|
SpEmoC: Large-Scale Multimodal Dataset for Speaking Segment Emotion Insights |
Soundness: 2: fair
Presentation: 3: good
Contribution: 3: good
Rating: 6: marginally above the acceptance threshold
Confidence: 5: You are absolutely certain about your assessment. You are very familiar with the related work and checked the math/other details carefully. |
The paper introduces SpEmoC, a large-scale multimodal dataset for emotion recognition in spoken conversational segments. The dataset consists of 306,544 raw clips extracted from 3,100 English-language movies and TV series. These clips were refined to a high-quality, class-balanced subset of 30,000 clips that are annotated for seven Ekman-based emotion categories. The authors propose an automated annotation pipeline that leverages pretrained DistilRoBERTa (for text) and Wav2Vec 2.0 (for audio) models. Human validation is also used to ensure the accuracy of the annotations. Additionally, the authors introduce a lightweight baseline model based on CLIP-HuBERT-MLP and a novel Extended Reweighted Multimodal Contrastive (ERMC) loss to align cross-modal emotion embeddings. The model is evaluated on both SpEmoC and two other datasets: MELD and CAER.

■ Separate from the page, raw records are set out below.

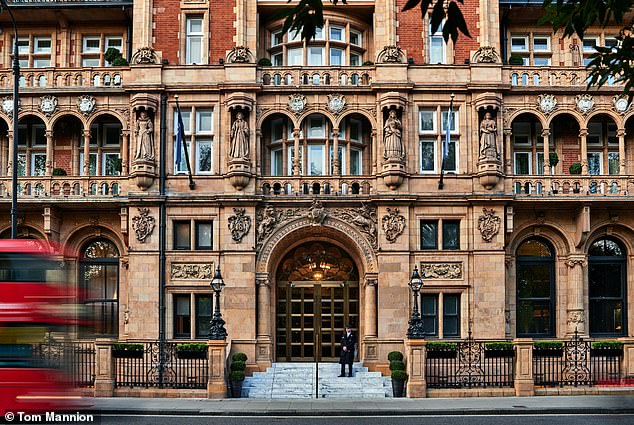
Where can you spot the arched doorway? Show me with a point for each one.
(317, 294)
(607, 288)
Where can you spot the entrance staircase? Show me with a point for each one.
(297, 380)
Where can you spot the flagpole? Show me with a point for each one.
(181, 134)
(445, 146)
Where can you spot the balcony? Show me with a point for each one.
(106, 77)
(316, 185)
(66, 187)
(565, 186)
(304, 76)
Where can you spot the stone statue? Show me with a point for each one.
(239, 138)
(145, 137)
(392, 139)
(488, 138)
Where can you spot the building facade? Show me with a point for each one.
(315, 172)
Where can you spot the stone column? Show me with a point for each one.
(576, 313)
(296, 161)
(416, 357)
(125, 151)
(104, 370)
(524, 384)
(86, 163)
(10, 156)
(620, 133)
(508, 159)
(50, 155)
(335, 150)
(583, 133)
(217, 358)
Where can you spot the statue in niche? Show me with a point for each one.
(392, 139)
(239, 138)
(145, 137)
(488, 138)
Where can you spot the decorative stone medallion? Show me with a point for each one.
(86, 104)
(48, 105)
(584, 102)
(393, 224)
(296, 102)
(488, 224)
(143, 224)
(546, 103)
(621, 104)
(336, 103)
(239, 224)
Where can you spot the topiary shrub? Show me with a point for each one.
(395, 355)
(239, 357)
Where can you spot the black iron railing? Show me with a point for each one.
(576, 363)
(76, 358)
(178, 370)
(468, 364)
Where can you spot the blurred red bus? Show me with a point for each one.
(36, 301)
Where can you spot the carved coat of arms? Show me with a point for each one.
(489, 224)
(143, 224)
(239, 224)
(393, 224)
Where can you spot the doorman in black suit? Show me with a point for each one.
(348, 344)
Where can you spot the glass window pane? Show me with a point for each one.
(182, 237)
(429, 234)
(204, 235)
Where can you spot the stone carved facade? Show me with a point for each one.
(239, 224)
(441, 270)
(191, 271)
(393, 224)
(143, 224)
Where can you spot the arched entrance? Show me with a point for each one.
(317, 287)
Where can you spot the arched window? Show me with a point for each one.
(99, 288)
(535, 289)
(606, 280)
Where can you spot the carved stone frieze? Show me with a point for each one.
(239, 224)
(393, 224)
(440, 270)
(143, 224)
(488, 224)
(203, 271)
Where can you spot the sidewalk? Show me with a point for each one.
(365, 407)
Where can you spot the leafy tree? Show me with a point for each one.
(572, 16)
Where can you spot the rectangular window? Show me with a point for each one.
(203, 315)
(295, 57)
(522, 163)
(429, 234)
(336, 57)
(429, 314)
(451, 316)
(595, 163)
(194, 46)
(428, 156)
(182, 235)
(315, 56)
(182, 316)
(451, 234)
(204, 235)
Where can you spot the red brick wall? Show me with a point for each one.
(410, 30)
(167, 26)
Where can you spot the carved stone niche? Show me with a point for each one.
(145, 134)
(240, 105)
(489, 140)
(393, 143)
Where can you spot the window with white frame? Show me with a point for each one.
(432, 140)
(194, 40)
(199, 136)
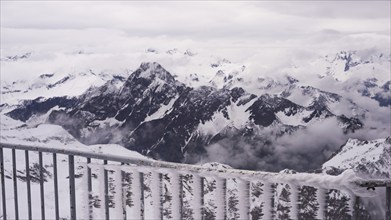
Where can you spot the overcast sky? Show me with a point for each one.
(111, 25)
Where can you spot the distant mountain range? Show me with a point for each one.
(151, 111)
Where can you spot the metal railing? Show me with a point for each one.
(148, 199)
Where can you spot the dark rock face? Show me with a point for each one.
(40, 106)
(152, 113)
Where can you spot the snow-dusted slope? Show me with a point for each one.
(369, 158)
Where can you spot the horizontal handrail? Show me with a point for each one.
(347, 181)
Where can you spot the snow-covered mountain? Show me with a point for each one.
(153, 113)
(283, 194)
(369, 158)
(200, 105)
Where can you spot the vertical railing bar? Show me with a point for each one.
(161, 194)
(142, 205)
(89, 182)
(106, 180)
(181, 196)
(123, 194)
(72, 198)
(55, 176)
(15, 181)
(4, 202)
(41, 184)
(27, 160)
(388, 202)
(202, 198)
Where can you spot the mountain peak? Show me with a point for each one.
(150, 65)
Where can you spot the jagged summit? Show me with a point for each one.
(152, 70)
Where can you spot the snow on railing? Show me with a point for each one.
(41, 182)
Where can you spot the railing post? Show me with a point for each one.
(15, 181)
(142, 201)
(388, 202)
(72, 189)
(244, 198)
(4, 199)
(89, 183)
(55, 182)
(221, 199)
(26, 155)
(41, 183)
(106, 183)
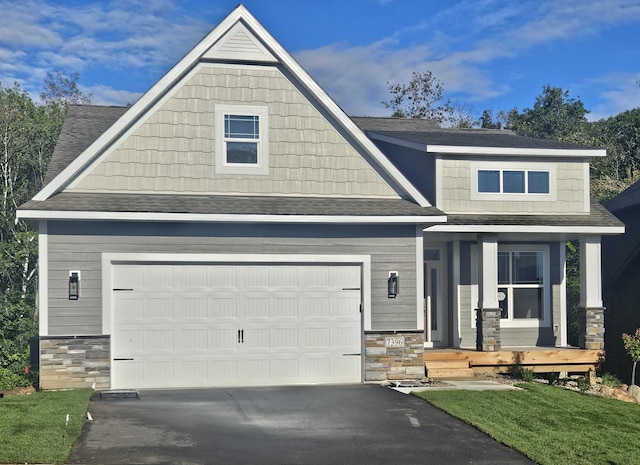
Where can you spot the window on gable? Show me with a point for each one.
(242, 136)
(242, 145)
(513, 181)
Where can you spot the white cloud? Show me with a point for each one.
(104, 95)
(618, 92)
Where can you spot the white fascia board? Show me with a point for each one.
(143, 104)
(225, 218)
(396, 141)
(450, 228)
(511, 151)
(188, 62)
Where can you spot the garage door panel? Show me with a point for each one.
(247, 325)
(127, 307)
(284, 307)
(222, 307)
(159, 308)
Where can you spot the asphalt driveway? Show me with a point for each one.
(355, 424)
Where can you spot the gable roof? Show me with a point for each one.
(427, 136)
(630, 197)
(242, 29)
(82, 125)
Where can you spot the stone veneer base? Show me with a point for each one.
(393, 356)
(72, 362)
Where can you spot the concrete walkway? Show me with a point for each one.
(459, 384)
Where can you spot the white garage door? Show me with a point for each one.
(234, 325)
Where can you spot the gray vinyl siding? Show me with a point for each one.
(512, 337)
(419, 167)
(570, 188)
(79, 246)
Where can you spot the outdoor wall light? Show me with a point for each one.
(74, 285)
(392, 284)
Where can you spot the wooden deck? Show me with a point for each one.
(447, 363)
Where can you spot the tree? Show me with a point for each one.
(28, 134)
(420, 98)
(555, 115)
(61, 89)
(632, 346)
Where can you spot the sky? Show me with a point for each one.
(488, 54)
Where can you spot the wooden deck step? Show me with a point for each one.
(452, 364)
(448, 369)
(439, 373)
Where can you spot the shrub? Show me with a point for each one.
(610, 380)
(526, 375)
(553, 378)
(9, 380)
(584, 383)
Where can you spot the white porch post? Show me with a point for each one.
(488, 272)
(591, 311)
(488, 317)
(590, 272)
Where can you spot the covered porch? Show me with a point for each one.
(454, 363)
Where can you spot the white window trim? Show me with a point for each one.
(221, 165)
(513, 166)
(545, 322)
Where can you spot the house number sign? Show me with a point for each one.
(394, 341)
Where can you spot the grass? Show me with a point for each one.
(551, 426)
(34, 428)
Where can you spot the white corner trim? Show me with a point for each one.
(512, 151)
(43, 279)
(419, 279)
(109, 259)
(587, 188)
(563, 295)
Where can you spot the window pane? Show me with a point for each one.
(503, 267)
(527, 267)
(242, 152)
(488, 181)
(513, 182)
(527, 303)
(241, 127)
(432, 255)
(538, 182)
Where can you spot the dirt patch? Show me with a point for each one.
(18, 391)
(571, 383)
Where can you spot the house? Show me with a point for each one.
(235, 227)
(620, 274)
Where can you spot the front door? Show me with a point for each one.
(435, 296)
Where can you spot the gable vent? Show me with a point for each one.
(239, 44)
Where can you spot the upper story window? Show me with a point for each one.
(513, 181)
(509, 180)
(242, 144)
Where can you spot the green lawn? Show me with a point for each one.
(34, 428)
(550, 425)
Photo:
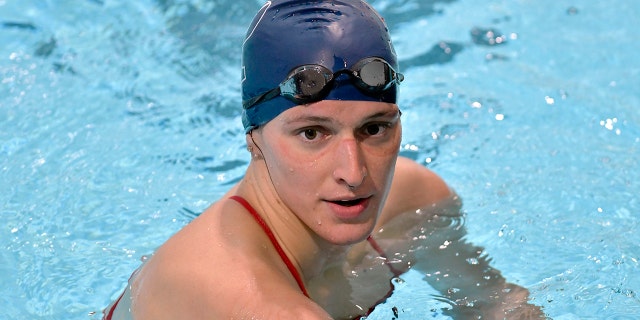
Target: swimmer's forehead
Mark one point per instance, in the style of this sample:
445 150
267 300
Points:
342 112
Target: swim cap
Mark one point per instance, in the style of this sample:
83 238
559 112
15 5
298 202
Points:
286 34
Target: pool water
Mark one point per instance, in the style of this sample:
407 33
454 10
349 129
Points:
119 122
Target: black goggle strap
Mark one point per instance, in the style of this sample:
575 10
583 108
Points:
375 74
309 82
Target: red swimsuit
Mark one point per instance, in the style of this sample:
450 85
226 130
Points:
108 314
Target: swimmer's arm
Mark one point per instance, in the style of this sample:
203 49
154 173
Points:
459 270
200 274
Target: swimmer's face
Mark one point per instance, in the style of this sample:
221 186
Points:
332 162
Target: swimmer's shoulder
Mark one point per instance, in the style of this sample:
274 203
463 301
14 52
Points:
217 267
414 186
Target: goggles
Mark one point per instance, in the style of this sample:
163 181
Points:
311 83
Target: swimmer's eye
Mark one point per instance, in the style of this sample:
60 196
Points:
310 134
375 129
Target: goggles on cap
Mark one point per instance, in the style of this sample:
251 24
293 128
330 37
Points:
311 83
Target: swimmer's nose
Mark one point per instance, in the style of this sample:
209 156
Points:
350 169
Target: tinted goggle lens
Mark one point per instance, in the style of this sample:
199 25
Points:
311 83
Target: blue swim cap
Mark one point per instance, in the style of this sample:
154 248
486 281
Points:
289 33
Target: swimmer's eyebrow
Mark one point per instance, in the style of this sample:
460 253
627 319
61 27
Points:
320 119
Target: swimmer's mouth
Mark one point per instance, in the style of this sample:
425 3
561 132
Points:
349 203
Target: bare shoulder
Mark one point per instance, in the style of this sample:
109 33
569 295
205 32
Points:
414 186
217 267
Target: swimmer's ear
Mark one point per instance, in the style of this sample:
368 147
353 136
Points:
252 147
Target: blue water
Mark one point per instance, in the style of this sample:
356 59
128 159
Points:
119 122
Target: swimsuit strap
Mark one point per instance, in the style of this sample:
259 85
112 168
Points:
267 230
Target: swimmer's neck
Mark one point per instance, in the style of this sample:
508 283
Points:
310 253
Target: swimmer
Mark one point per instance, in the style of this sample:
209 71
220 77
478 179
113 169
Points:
327 212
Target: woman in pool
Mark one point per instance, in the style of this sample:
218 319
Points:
326 202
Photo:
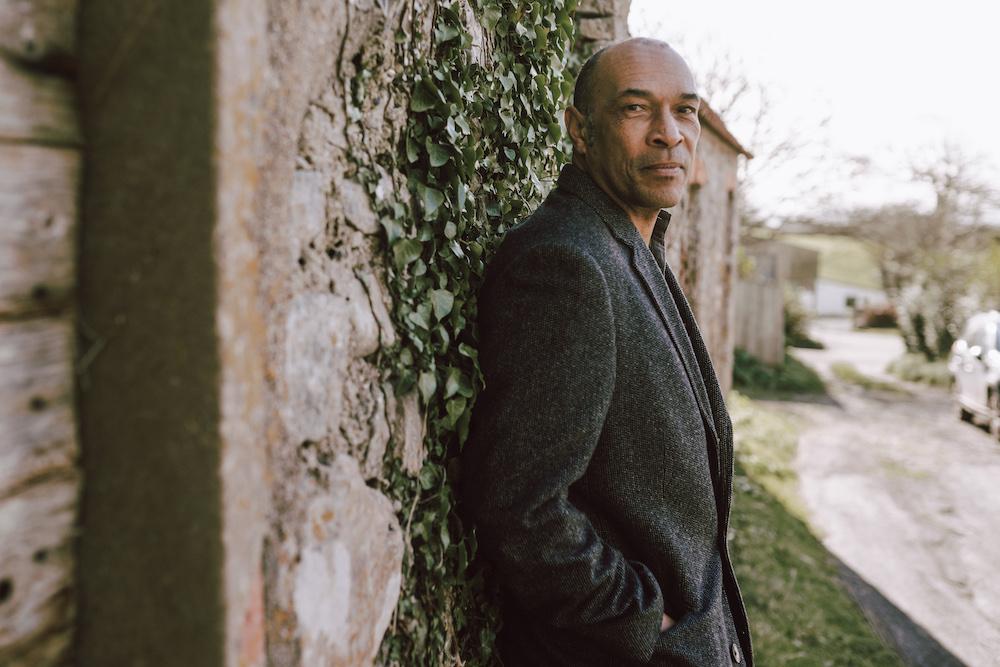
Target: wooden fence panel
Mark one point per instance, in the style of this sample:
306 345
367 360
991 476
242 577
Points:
39 474
760 320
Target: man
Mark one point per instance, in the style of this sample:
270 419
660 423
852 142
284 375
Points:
599 466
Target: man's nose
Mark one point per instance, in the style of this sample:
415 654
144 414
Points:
666 131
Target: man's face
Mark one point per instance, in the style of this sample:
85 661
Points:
639 144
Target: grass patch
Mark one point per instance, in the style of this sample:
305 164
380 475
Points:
848 373
799 612
916 368
841 258
757 378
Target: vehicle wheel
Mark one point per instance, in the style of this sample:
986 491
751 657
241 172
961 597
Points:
995 414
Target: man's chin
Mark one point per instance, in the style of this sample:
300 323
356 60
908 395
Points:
667 199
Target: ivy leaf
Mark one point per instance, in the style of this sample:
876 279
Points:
438 153
426 482
432 199
405 251
428 385
425 96
445 33
412 150
442 300
455 407
491 16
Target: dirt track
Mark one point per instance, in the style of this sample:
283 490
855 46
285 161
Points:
906 495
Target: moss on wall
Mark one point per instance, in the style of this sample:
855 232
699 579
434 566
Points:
150 544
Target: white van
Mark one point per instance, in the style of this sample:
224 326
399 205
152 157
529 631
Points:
975 366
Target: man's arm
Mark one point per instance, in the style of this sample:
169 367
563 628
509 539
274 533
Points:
547 350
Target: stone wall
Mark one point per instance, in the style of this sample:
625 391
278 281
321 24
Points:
701 246
39 473
235 424
333 544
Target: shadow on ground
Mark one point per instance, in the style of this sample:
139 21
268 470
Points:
915 646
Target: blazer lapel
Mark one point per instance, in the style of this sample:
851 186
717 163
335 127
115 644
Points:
645 266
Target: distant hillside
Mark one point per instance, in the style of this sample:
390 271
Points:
841 258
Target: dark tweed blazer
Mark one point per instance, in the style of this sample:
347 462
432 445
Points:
598 469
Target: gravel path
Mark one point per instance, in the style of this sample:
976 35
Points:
905 494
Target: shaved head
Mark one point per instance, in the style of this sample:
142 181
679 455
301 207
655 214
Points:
583 91
634 124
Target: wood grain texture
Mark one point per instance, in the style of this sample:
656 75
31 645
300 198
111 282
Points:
36 570
38 31
39 484
37 439
38 214
36 107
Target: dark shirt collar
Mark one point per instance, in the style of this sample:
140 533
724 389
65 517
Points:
578 182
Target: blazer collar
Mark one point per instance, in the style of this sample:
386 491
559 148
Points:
576 181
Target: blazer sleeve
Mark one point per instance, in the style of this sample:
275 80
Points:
547 351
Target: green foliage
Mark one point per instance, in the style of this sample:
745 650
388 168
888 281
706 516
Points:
797 323
845 371
481 145
791 377
916 368
799 612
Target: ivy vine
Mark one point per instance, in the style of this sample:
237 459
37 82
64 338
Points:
481 146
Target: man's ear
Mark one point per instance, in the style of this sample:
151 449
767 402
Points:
576 126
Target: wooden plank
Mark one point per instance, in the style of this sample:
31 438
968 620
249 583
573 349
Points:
36 107
38 217
39 485
36 571
37 434
38 31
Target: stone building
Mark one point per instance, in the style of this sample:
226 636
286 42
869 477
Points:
190 323
703 235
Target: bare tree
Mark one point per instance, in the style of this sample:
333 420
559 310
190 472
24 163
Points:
934 263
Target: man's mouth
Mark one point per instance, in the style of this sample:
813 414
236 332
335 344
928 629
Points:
665 168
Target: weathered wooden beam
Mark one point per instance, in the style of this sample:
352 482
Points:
38 214
39 32
36 570
36 377
39 485
36 107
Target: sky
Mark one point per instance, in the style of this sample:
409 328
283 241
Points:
894 82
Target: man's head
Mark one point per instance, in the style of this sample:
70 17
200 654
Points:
634 124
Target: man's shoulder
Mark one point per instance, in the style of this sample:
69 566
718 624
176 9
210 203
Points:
563 222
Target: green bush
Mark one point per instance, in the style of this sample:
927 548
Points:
791 376
916 368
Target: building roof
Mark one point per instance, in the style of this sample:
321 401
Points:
714 121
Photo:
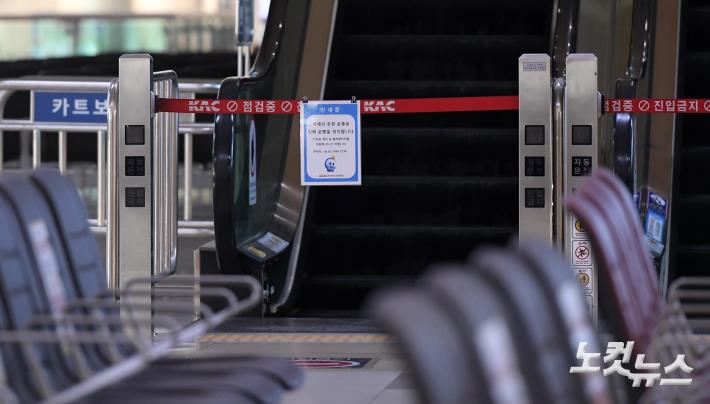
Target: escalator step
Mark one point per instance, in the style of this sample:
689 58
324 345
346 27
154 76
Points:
418 151
434 186
446 201
394 250
345 89
422 56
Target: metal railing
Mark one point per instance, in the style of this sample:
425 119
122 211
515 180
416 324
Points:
188 129
625 137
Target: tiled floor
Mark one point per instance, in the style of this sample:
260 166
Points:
380 381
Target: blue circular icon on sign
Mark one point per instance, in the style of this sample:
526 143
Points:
330 164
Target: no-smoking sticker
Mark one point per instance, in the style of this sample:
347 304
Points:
584 278
581 253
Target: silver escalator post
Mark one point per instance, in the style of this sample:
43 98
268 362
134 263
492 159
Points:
134 174
580 159
558 100
535 187
112 140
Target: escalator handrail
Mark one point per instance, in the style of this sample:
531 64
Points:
223 142
564 34
624 136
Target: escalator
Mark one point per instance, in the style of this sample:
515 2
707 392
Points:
434 185
691 203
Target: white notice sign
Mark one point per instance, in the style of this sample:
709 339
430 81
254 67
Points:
330 143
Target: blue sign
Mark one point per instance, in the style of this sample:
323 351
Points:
655 223
71 107
330 143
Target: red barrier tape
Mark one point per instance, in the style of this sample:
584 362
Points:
424 105
658 105
393 106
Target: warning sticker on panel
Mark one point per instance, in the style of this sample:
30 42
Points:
584 278
273 242
578 231
581 253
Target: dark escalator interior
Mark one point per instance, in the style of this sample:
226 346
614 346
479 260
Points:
434 185
692 197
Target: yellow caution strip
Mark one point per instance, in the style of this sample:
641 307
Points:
297 338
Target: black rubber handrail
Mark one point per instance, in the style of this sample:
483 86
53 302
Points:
624 158
564 34
223 143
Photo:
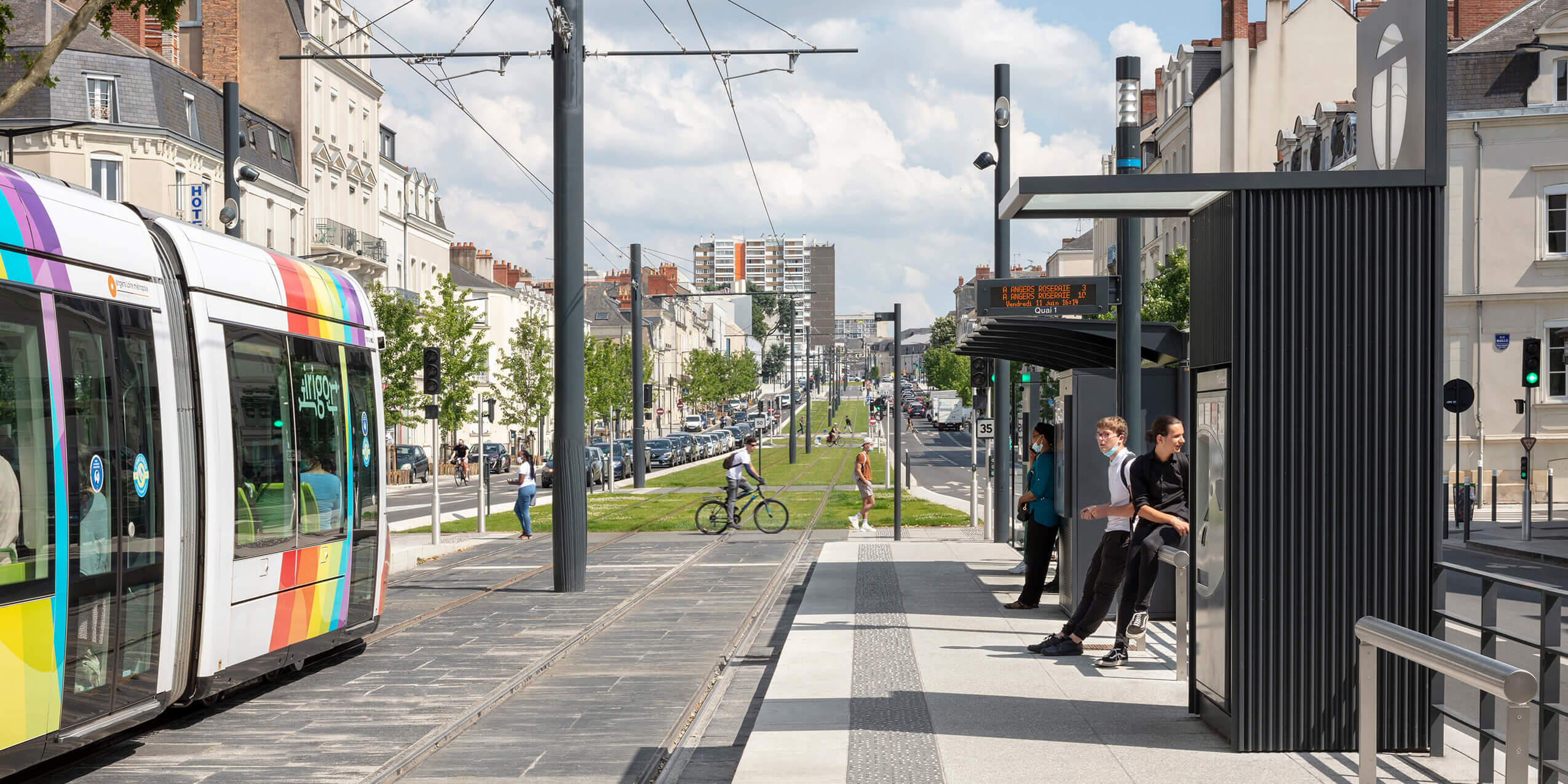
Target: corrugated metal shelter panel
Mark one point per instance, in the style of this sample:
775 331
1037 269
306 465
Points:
1335 398
1211 263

1. SpEmoC significantly outperforms previous benchmarks (e.g., MELD, CAER) in terms of scale and emotional balance. The use of synchronized video, audio, and text from various cinematic sources in real-world settings (e.g., with low lighting and variable resolution) improves the ecological validity of multimodal emotion recognition.
2. The authors use a two-step annotation strategy: first, they use pseudo-labels generated from pretrained unimodal emotion classifiers (DistilRoBERTa and Wav2Vec 2.0) to create a large dataset of labeled clips. They then use the KL-divergence regularization to ensure consistency between different modalities. Second, they have 20 experts validate 50,000 clips, achieving a Fleiss' Kappa score of 0.62, which balances scalability and reliability.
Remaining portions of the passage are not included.